3) Assuming (I don't know if it is the right assumption) that autocorrelation is a desired trait in terms of VAR($p$) predictions, why does the author move on to VAR(3) after rejecting the null hypothesis for VAR(1)?
> #vector autoregression with lag1
> var = VAR(climate2.ts, p=1)

#It is important now to test for serial autocorrelation in the model      
#residuals and below is for the Portmanteau test (several options in the vars 
#package are available).

> serial.test(var, lags.pt=10, type=”PT.asymptotic”)

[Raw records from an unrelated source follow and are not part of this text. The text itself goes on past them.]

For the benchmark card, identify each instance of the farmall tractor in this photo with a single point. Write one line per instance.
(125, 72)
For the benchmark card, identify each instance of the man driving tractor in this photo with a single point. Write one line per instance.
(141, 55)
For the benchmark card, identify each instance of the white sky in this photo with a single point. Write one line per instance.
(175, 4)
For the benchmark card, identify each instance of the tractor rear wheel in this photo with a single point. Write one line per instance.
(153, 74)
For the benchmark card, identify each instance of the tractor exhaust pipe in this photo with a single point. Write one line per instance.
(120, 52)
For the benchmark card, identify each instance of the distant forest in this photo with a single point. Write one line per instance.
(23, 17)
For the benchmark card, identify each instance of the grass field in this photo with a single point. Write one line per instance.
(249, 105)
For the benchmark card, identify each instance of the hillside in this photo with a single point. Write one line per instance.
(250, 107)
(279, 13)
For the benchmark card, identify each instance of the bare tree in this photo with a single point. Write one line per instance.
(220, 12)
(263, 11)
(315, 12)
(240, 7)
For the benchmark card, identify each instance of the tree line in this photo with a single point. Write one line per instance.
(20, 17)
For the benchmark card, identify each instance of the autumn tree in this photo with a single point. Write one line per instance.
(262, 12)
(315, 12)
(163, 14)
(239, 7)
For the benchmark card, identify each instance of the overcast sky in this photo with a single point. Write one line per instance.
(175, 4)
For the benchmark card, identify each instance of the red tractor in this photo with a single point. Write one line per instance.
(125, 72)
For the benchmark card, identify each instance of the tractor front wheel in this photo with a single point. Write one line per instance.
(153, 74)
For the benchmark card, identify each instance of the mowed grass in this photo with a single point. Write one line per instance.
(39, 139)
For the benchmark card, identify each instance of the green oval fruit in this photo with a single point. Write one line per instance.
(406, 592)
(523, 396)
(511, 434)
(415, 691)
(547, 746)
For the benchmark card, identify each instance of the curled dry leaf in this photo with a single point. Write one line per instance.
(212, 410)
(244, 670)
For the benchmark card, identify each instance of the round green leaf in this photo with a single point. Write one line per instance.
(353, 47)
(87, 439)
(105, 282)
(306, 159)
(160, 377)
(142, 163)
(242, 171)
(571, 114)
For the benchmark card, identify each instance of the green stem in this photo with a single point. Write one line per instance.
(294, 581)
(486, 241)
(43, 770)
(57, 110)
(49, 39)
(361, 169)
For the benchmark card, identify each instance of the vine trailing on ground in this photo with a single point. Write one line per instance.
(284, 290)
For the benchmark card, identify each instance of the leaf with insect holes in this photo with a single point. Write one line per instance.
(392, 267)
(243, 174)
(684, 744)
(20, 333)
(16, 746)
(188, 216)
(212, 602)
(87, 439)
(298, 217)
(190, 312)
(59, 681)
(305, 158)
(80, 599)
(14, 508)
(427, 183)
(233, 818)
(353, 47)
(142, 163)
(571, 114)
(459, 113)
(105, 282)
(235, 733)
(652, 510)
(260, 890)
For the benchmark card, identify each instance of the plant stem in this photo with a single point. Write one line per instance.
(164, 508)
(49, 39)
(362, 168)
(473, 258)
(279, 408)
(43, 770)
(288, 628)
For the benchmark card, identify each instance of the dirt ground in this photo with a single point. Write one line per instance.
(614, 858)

Portmanteau Test (asymptotic)

data:  Residuals of VAR object var
Chi-squared = 55.4989, df = 36, p-value = 0.01996

#The null hypothesis is no serial correlation, so we can reject it with extreme 
#prejudice…on to var3
> var3 = VAR(climate2.ts, p=3)
> serial.test(var3, lags.pt=10, type=”PT.asymptotic”)

Portmanteau Test (asymptotic)
data:  Residuals of VAR object var3
Chi-squared = 36.1256, df = 28, p-value = 0.1394

#That is more like it.  
#You can review the details of the var model, in this case temperature, if you so choose:
> summary(var3, equation=”d.temp”)

 A: Let me use the term "autocorrelation" as a synonym for "serial correlation".

1) How does one interpret the results of the below demonstration?

Most of the interpretation is already in the comments to the code. First, a VAR(1) model is estimated. It is tested for autocorrelation in errors using a portmanteau test. The null hypothesis of no autocorrelation is rejected since the $p$-value of 0.01996 is lower than the significance level of 0.05. Since autocorrelation is an undesirable feature of the model, the author moves on to look for another model that does not have autocorrelation. He/She estimates a VAR(3) model, tests for autocorrelation, and finds that the null of no autocorrelation cannot be rejected because the $p$-value of 0.1394 is greater than the significance level of 0.05. Since there is not enough evidence of presence of autocorrelation, the author is satisfied and sticks to the VAR(3) model.

2) How does the author come to the conclusion that the VAR3 model is more suitable, and based on what criteria?

Lack of autocorrelation makes VAR(3) more suitable than VAR(1); see also my answer to question (1).

3) Assuming (I don't know if it the right assumption) that serial autocorrelation is a desired trait in terms of VAR(p) predictions, why does the author move on to var3 after rejecting the null hypothesis for var?

Autocorrelation is not a desired trait. It biases the estimators and makes them less efficient. Meanwhile, the estimators do have their nice properties (unbiasedness, efficiency) when there is no autocorrelation (assuming the other standard assumptions are satisfied, too).